Era di una cortesia affascinante e d'una estrema educazione. Rispettoso delle opinioni degli altri, conciliante, confutava
gli errori e le menzogne con un sorriso o con una parola semplice pronunciata a mezza voce, evitava le discussioni, non
contraddiva mai nessuno e, quando applicava le grazie del suo spirito, posso ben permettermi di dire che era irresistibile.
Ogni suo atto e parola erano retti da un'intelligenza costantemente sveglia, da un desiderio innato di piacere e dal timore
continuo di aver torto. Il suo prodigioso senso del ridicolo lo rendeva esigente anche verso sé stesso. E questo pudore di
cui ho già parlato non lo abbandonava mai.

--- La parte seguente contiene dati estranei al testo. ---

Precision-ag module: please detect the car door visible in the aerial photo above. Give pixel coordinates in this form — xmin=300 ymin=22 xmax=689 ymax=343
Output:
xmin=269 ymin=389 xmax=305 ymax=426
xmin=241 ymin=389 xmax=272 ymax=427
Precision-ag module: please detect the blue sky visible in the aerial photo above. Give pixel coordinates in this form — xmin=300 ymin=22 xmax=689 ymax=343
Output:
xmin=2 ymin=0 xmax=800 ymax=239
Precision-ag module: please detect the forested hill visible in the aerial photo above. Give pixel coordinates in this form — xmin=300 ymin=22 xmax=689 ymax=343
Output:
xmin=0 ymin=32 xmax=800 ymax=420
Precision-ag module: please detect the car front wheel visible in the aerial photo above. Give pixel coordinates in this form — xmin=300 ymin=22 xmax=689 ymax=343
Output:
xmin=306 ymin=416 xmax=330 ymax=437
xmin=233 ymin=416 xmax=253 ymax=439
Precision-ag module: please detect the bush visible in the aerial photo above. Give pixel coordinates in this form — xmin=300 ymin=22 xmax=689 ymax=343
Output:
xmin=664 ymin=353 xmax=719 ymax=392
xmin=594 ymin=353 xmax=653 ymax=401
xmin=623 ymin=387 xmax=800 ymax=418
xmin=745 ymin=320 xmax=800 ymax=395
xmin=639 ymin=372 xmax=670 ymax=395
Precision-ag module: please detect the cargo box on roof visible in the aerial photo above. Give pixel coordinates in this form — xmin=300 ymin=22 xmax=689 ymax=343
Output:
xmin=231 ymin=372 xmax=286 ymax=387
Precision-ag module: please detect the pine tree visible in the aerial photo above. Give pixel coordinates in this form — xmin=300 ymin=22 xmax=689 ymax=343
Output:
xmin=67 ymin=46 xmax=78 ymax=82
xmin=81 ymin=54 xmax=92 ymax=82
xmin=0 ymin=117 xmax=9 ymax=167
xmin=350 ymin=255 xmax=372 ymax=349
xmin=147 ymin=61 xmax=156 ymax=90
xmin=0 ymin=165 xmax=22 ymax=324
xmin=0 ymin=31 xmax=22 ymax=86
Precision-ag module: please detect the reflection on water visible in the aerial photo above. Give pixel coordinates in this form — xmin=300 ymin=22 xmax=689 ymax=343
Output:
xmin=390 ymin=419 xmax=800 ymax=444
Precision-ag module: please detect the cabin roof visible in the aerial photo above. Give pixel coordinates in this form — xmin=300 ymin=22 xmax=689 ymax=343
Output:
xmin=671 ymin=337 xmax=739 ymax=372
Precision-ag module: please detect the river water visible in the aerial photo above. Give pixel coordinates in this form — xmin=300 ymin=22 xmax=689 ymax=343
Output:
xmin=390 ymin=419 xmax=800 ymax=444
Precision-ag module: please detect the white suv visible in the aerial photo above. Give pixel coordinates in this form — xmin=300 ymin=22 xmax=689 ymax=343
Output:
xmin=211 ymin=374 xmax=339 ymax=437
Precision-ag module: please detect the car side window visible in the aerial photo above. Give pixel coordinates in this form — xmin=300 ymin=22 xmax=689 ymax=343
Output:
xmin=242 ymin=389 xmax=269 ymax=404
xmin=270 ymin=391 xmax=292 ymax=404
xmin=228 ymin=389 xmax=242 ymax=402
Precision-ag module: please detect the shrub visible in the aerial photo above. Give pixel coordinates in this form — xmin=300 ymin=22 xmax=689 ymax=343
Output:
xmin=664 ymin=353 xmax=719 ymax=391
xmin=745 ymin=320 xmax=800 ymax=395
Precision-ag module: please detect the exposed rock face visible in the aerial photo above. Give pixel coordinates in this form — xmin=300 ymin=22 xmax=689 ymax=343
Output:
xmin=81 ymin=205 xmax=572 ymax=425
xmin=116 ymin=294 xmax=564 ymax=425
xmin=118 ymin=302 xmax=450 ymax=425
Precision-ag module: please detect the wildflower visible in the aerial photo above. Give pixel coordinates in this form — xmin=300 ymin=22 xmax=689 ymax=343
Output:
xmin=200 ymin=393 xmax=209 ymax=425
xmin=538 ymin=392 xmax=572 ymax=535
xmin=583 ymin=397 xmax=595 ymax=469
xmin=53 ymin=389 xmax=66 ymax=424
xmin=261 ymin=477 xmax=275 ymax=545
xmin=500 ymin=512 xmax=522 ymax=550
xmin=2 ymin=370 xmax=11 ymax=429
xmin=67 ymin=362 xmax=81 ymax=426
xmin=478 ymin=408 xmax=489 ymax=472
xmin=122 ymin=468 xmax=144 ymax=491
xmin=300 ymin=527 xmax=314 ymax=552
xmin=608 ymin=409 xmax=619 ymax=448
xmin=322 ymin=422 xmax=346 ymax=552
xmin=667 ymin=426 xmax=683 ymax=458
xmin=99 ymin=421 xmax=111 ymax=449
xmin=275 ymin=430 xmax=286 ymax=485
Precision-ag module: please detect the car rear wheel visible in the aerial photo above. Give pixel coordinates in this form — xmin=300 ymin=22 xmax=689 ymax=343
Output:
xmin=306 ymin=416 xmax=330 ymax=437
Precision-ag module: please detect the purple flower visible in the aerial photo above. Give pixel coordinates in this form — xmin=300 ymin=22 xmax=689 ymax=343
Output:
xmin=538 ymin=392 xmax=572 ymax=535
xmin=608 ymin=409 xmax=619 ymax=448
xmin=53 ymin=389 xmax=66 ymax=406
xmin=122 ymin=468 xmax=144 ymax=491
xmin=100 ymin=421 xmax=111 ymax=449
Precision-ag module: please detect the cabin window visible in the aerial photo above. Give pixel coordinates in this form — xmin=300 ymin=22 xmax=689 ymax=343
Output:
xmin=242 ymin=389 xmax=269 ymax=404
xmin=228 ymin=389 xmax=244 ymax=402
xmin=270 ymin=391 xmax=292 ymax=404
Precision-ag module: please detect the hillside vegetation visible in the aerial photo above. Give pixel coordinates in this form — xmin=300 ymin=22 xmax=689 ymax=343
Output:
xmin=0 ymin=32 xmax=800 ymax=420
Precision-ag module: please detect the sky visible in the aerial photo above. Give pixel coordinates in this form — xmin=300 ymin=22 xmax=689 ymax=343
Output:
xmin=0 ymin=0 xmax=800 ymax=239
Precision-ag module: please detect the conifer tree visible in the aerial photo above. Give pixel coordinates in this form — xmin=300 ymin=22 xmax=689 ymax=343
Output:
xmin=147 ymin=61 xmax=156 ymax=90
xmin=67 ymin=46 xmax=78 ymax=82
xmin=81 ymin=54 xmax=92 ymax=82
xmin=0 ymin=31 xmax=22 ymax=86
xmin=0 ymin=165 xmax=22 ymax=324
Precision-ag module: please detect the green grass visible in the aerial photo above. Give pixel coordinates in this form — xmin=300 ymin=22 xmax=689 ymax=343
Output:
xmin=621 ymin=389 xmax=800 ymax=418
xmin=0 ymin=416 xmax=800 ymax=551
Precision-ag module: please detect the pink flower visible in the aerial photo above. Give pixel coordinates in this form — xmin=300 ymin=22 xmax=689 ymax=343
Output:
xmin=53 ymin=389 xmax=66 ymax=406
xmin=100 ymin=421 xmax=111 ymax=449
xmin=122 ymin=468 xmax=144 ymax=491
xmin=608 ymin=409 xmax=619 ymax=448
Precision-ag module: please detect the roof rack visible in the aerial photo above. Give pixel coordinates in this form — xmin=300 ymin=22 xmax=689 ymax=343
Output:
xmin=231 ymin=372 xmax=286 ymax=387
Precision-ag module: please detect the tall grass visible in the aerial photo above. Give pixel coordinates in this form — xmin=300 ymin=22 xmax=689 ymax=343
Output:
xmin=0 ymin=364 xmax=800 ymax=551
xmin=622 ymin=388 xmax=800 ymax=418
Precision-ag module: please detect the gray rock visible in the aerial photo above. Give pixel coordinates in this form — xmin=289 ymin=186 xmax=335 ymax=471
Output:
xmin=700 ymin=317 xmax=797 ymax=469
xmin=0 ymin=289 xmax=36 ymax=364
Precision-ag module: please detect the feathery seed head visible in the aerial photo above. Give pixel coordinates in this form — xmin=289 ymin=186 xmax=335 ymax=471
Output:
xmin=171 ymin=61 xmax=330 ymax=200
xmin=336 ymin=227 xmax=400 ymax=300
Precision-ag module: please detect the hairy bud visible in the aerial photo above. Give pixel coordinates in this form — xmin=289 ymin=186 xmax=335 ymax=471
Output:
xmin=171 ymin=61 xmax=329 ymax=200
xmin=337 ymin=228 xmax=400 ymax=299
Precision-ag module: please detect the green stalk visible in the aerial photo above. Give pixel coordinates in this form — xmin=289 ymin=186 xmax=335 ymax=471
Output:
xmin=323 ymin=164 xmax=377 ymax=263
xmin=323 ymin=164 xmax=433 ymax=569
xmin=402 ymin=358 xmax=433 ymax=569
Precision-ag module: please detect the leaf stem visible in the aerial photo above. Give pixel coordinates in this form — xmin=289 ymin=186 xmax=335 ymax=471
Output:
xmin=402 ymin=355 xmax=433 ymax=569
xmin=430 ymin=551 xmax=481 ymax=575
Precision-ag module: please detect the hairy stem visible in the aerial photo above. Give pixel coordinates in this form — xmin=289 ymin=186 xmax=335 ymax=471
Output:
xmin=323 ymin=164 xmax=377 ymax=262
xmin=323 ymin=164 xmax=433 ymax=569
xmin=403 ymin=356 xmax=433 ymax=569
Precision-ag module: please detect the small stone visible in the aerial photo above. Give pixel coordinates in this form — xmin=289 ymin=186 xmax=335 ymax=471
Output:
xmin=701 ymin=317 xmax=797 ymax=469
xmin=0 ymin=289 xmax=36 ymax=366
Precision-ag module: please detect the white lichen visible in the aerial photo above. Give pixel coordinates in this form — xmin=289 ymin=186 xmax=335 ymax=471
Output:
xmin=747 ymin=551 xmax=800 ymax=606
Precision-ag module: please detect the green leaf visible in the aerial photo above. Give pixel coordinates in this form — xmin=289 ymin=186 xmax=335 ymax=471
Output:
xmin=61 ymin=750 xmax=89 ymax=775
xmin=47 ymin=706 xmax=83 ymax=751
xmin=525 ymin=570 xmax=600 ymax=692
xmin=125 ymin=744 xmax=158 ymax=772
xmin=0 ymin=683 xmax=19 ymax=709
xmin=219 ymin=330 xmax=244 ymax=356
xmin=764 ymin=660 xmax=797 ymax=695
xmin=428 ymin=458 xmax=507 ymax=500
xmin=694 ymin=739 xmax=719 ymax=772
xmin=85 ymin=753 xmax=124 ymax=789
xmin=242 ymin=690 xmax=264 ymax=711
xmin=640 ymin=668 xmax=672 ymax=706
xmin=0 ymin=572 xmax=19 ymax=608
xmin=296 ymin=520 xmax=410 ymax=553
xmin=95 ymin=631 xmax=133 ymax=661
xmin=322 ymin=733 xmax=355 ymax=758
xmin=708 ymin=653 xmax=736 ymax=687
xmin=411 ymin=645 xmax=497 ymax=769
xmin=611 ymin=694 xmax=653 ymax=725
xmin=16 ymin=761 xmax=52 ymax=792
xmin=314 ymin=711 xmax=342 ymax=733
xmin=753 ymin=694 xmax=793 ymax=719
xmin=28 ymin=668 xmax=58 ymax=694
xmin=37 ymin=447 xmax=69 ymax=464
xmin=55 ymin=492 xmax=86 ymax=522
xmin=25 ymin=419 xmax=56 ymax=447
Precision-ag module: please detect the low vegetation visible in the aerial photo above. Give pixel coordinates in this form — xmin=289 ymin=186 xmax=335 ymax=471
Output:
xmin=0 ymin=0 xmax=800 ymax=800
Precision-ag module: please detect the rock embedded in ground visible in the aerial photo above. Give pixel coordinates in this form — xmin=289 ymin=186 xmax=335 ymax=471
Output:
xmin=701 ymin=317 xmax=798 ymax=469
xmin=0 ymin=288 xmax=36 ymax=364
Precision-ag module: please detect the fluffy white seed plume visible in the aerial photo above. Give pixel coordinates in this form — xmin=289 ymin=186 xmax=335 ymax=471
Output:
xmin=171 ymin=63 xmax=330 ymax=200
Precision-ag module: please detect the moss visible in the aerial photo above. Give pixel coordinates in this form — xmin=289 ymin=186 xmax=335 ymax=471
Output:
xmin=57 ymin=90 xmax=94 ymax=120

Passava per un burlone e si diceva di lui che "sfotteva" volentieri. Gli piaceva sfottere, è vero. Sì, ma chi sfotteva? Mai
un operaio, né un macchinista, né un contadino, figuratevi. Soltanto, devo ammettere che non aveva pietà per gli snob ed i
vanitosi. Amante del naturale e della semplicità, ogni affettazione lo metteva in collera o lo faceva ridere.
Aveva un orrore istintivo delle "sbruffonate". E nessuno, a questo proposito, seppe meglio di lui smascherare gli esseri.
Le moine che la maggior parte delle persone fanno a volte lo esasperavano e provava un autentico piacere nello sprofondare
in una confusione estrema quei semi-imbecilli di cui è infestato il mondo delle lettere e del teatro.
Le sue collere erano molto rare.
Erano terribili.
Ha posseduto l'inestimabile facoltà d'ammirare, di venerare.
Pochi grandi uomini la possiedono, quella facoltà.
Era forse il solo sentimento che non nascondeva. Il suo pudore gl'impediva a volte di manifestare la sua tenerezza, la sua
buona educazione gli consigliava sovente di dissimulare la sua antipatia più viva, ma la sua ammirazione, non pensava mai
di mascherarla....
Sacha Guitry, estratto da "Lucien Guitry".